Wolfe, Williams & Rutherford
P.O. Box 625
Norton, VA 24273
rgilligan@wwrrlawfirm.com

___signed______
HELEN H. COX
Attorney
U.S. Department of Labor
BLLS-SOL@dol.gov
Cox.helen@dol.gov


Footnotes

[1]    Although the overwhelming majority of his years of exposure to coal mine dust occurred while working in Virginia, a state within the Fourth Circuit's jurisdiction, Collins's most recent exposure occurred in Tennessee, a state within the jurisdiction of this Circuit. App. 45. When a claimant is exposed to coal dust in more than one circuit, section 21(c) does not specify which forum is the proper one. 33 U.S.C. § 921(c). Thus, Little David's selection of this Circuit is a proper forum as it was a location of Collins's occupational exposure to coal mine dust. Hon v. Director, Office of Workers' Compensation Programs, 699 F.2d 441, 443-44 (8th Cir. 1983) ("appeal lies in any circuit in which the claimant worked and was exposed to the danger, prior to the manifestation of the injury."); Consolidation Coal Co. v. Chubb, 741 F.2d 968, 970-71 (7th Cir. 1984) (same).

[2]    Chronic obstructive pulmonary disease, commonly abbreviated "COPD," is a lung disease characterized by airflow obstruction. The Merck Manual 568 (17th ed. 1999). COPD "includes three disease processes characterized by airway dysfunction: chronic bronchitis, emphysema, and asthma." 65 Fed. Reg. 79939 (Dec. 20, 2000). The medical experts variously described or categorized Collins's COPD as, e.g., "COPD/Emphysema" (Dr. Rasmussen, App. 138), "severe pulmonary emphysema" (Dr. Fino, App. 147), and "bullous emphysema" (Dr. Hippensteel, App. 190). For the reader's convenience, this brief generally replaces these various terms with the umbrella category, COPD.

[3]    Modification is an unusual procedure available in BLBA and Longshore Act proceedings. It allows any party to re-litigate an award or denial "on the ground of a change in conditions or because of a mistake in a determination of fact." 33 U.S.C. § 922, as incorporated by 30 U.S.C. § 932(a); see also 20 C.F.R. § 725.310 (implementing regulation).

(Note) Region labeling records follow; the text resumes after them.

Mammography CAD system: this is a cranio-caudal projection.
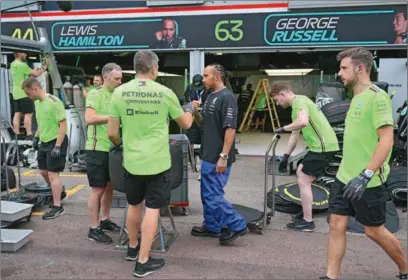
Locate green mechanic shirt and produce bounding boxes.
[255,92,267,111]
[292,95,339,153]
[85,86,113,152]
[10,59,32,100]
[111,78,184,175]
[337,85,393,188]
[34,94,66,143]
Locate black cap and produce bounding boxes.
[192,74,204,90]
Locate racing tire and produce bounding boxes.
[1,166,17,192]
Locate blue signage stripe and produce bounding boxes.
[266,41,388,46]
[264,10,395,46]
[265,10,394,16]
[51,18,179,50]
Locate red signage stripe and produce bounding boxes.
[1,2,288,18]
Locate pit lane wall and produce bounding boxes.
[1,0,407,53]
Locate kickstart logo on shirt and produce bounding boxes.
[126,109,159,116]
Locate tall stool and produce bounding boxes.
[109,148,179,252]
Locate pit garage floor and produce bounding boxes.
[1,156,407,279]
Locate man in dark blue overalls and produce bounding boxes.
[191,64,249,245]
[183,74,209,181]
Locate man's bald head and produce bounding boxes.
[203,63,227,89]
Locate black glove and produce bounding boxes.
[51,146,61,158]
[183,103,195,115]
[343,172,371,201]
[275,126,286,133]
[33,137,40,151]
[279,154,289,173]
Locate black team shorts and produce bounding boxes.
[124,169,171,209]
[37,136,68,173]
[329,178,390,226]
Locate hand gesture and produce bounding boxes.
[215,158,228,173]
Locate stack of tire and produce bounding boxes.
[321,100,351,177]
[0,166,17,192]
[386,166,408,206]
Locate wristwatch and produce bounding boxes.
[220,153,228,160]
[363,169,374,179]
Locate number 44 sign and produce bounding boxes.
[215,20,244,42]
[11,28,34,41]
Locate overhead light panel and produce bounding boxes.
[122,70,181,77]
[263,68,316,76]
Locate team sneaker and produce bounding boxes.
[126,239,140,261]
[42,205,64,220]
[100,219,120,233]
[88,227,112,244]
[133,258,166,278]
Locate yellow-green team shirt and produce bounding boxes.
[292,95,339,153]
[337,85,393,188]
[34,94,66,143]
[111,78,184,175]
[256,92,266,111]
[85,87,112,152]
[10,59,32,100]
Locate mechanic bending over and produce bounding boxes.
[321,48,407,279]
[108,51,194,277]
[85,63,122,243]
[10,52,49,140]
[23,77,68,220]
[191,64,249,245]
[271,83,339,231]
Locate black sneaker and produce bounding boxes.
[292,211,303,222]
[219,227,249,245]
[126,239,140,261]
[42,205,64,220]
[286,219,315,232]
[100,219,120,233]
[60,191,67,200]
[133,258,166,278]
[88,227,112,244]
[191,226,221,238]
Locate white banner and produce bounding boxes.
[378,58,408,121]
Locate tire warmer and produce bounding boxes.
[201,161,247,232]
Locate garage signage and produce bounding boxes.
[1,7,407,52]
[264,9,396,46]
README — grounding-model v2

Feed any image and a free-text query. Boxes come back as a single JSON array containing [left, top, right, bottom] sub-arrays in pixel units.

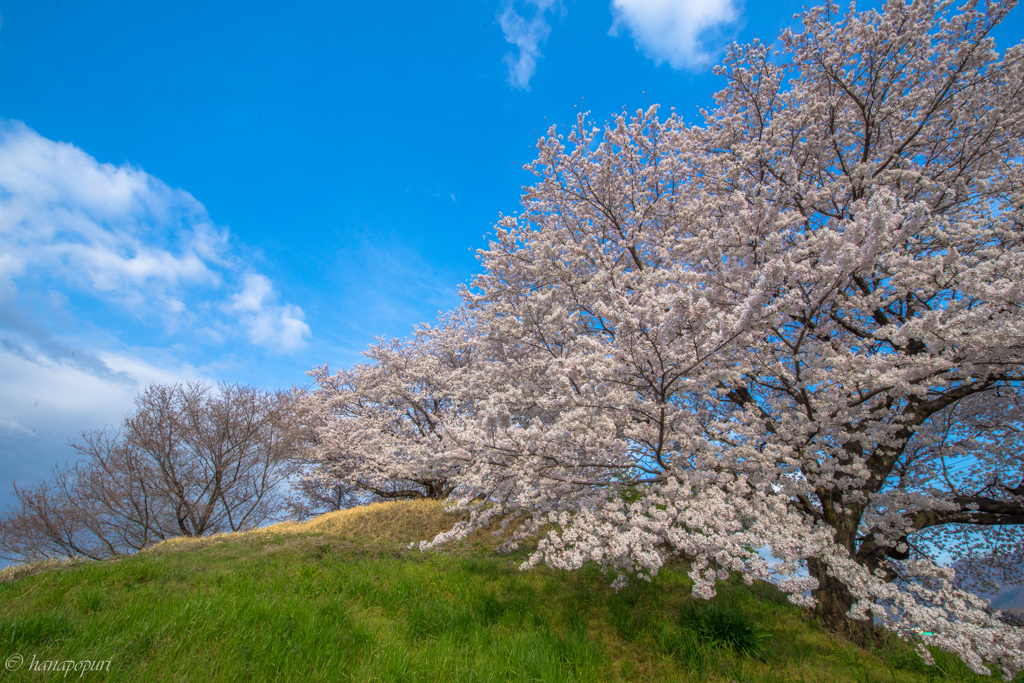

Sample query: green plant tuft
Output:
[[679, 601, 771, 657]]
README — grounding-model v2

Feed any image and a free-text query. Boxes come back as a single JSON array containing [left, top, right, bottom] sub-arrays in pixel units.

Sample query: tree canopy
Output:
[[303, 0, 1024, 676]]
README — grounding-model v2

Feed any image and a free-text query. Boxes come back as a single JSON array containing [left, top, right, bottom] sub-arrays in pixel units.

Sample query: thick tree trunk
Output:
[[808, 560, 874, 644]]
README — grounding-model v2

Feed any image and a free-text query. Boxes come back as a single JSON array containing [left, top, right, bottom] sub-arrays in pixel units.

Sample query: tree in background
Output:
[[0, 382, 301, 560], [309, 0, 1024, 677]]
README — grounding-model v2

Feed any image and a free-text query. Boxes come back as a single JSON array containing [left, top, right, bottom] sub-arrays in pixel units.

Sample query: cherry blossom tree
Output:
[[303, 311, 475, 500], [309, 0, 1024, 677]]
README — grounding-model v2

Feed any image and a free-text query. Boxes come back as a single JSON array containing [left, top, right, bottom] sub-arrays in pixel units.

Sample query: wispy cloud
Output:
[[498, 0, 564, 90], [226, 272, 309, 351], [609, 0, 739, 69], [0, 120, 310, 351]]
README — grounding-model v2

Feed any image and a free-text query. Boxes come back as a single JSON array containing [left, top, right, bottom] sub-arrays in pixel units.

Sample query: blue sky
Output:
[[0, 0, 1024, 508]]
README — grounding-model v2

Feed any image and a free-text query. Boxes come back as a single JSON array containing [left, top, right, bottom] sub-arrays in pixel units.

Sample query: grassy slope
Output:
[[0, 502, 1015, 683]]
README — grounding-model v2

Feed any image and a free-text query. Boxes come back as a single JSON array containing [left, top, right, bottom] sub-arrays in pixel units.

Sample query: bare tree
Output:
[[0, 382, 301, 560]]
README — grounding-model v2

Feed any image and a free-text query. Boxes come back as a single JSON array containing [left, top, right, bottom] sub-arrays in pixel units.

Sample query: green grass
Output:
[[0, 504, 1019, 683]]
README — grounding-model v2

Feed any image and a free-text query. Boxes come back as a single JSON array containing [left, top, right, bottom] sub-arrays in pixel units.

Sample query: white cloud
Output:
[[227, 272, 310, 351], [0, 120, 309, 351], [498, 0, 561, 90], [609, 0, 739, 69]]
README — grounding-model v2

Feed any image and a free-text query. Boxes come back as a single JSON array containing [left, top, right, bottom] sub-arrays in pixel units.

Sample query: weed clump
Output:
[[679, 602, 771, 657]]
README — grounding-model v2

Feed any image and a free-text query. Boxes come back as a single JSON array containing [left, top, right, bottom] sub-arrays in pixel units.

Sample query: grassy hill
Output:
[[0, 502, 1015, 683]]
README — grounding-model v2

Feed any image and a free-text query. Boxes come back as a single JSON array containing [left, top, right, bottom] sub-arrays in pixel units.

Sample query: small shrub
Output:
[[680, 602, 771, 656]]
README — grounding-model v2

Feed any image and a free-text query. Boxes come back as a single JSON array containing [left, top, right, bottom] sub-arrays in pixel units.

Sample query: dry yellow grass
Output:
[[151, 500, 462, 552]]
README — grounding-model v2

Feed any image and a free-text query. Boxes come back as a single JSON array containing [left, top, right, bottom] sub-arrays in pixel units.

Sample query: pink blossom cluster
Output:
[[310, 0, 1024, 678]]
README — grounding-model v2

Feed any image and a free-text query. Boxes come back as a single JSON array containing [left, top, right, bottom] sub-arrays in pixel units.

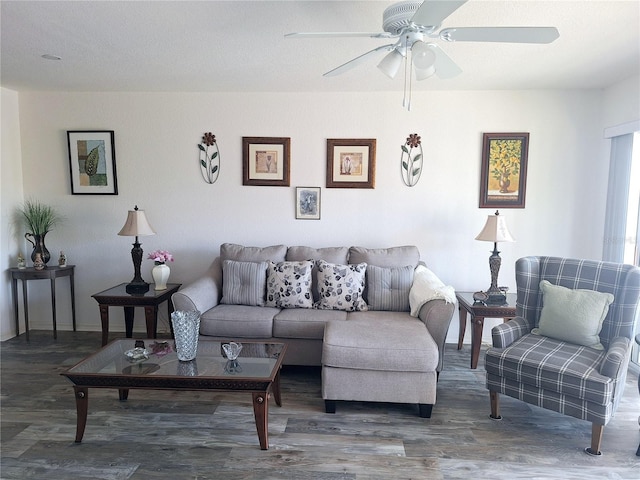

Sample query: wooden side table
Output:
[[456, 292, 517, 368], [91, 283, 182, 346], [9, 265, 76, 342]]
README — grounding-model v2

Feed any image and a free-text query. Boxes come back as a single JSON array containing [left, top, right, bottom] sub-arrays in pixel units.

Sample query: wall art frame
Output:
[[327, 138, 376, 188], [67, 130, 118, 195], [242, 137, 291, 187], [296, 187, 321, 220], [479, 132, 529, 208]]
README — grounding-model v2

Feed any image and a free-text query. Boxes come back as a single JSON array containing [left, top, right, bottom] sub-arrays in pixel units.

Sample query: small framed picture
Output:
[[67, 130, 118, 195], [242, 137, 291, 187], [296, 187, 320, 220], [327, 138, 376, 188], [480, 133, 529, 208]]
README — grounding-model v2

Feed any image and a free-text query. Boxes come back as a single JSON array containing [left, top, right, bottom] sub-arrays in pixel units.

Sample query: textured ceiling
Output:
[[0, 0, 640, 92]]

[4]    The Board modified a clerical error in the ALJ's remand order so that compensation commenced as of October 2004, not 2002. App. 20; see App. 61.

[5]    Much of the medical evidence in the record is not directly relevant on appeal. There is no current contention that Collins suffers from clinical pneumoconiosis. Because X-ray readings are primarily used to diagnose clinical pneumoconiosis, see 20 C.F.R. §§ 718.201, 718.202(a)(1), that evidence is not separately summarized here. Likewise, it is not disputed that Collins is totally disabled by COPD in the form of emphysema. Consequently, the results of pulmonary function tests and arterial blood gas studies results, which are primarily used to determine whether a claimant is totally disabled rather than the etiology of any impairment, are not discussed except within the context of a physician's narrative opinion.

[6]    This examination was provided by the Department to fulfill its statutory duty to provide a claimant-miner with "an opportunity to substantiate his or her claim by means of a complete pulmonary evaluation." 30 U.S.C. § 923(b).

[7]    In addition to Dr. Rasmussen, two physicians retained by the claimant—Drs. Nida and Agarwal—opined that Collins's disabling pulmonary impairment had been caused, in part, by his exposure to coal dust. The ALJ found the opinions lacked any probative value because each was undocumented and poorly explained. App. 57-58. The ALJ's determination to accord these opinions no weight was never challenged below (see App. 36 n.7); therefore, a detailed discussion of either is unwarranted.

[8]    Collins filed a new benefits claim on July 26, 2004, within one year of when the denial of his prior modification request became final; therefore, the ALJ properly treated the 2004 filing as a timely request for modification. App. 53-54. The Board affirmed the ALJ's finding that Collins's modification request was timely. App. 33-34. Little David is no longer challenging the timeliness of this request.